# What's your pick for the best Atmos Demo movie?



## Todd Anderson (Jul 24, 2009)

We have enough Atmos titles to make this interesting...

I'm curious, what do you think is the best Atmos demo disc?

My pick remains Gravity (and Dolby's original Atmos Demo Disc 2014 as a strong runner-up). Gravity, though, has such a fantastic opening scene of swirling audio...loaded with dynamics... it's phenomenal!


----------



## Mike Edwards (Mar 10, 2011)

I think it's a tough call between Gravity, Jupiter Ascending and San Andreas. Each has their pros and cons

Gravity has an incredible amount of depth to it, and it's easily discernible in space where you are focusing on individual pings and tings and little noises.

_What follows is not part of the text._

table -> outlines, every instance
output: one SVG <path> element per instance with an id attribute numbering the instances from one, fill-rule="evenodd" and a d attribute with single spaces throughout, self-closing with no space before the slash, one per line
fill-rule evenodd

Jupiter Ascending as an epic sounding track that just exudes complexity and layering of noises

San Andreas is just the poster child for the ability to balance 10 gazillion sounds at once, layering softer vocals and the insanity of buildings crumbling all around you while the world burns so to speak


----------



## Todd Anderson (Jul 24, 2009)

Good call on Jupiter Ascending...

I wish that had been a better movie :-/ ... perhaps it would better demo legs in my home. Maybe it's time to give it another shot.


----------



## Mike Edwards (Mar 10, 2011)

Todd Anderson said:


> Good call on Jupiter Ascending...
> 
> I wish that had been a better movie :-/ ... perhaps it would better demo legs in my home. Maybe it's time to give it another shot.


it's a very visually beautiful movie, and the premise is a lot of fun. it's just the execution where it falls apart. great demo disc, but not much else.


----------



## s8830906 (Aug 23, 2016)

I liked the subtle uses of Atmos in "_John Wick_", especially the rain scenes.


----------



## Todd Anderson (Jul 24, 2009)

Agree. Wick is fantastic Atmos film!


----------



## JBrax (Oct 13, 2011)

While Gravity is phenomenal my personal favorite is Mad Max Fury Road. There are some real demo moments with it and to be honest too many to pick my favorite.


----------



## Savjac (Apr 17, 2008)

Fine...leave us left behinders out of the game. :laugh2:


----------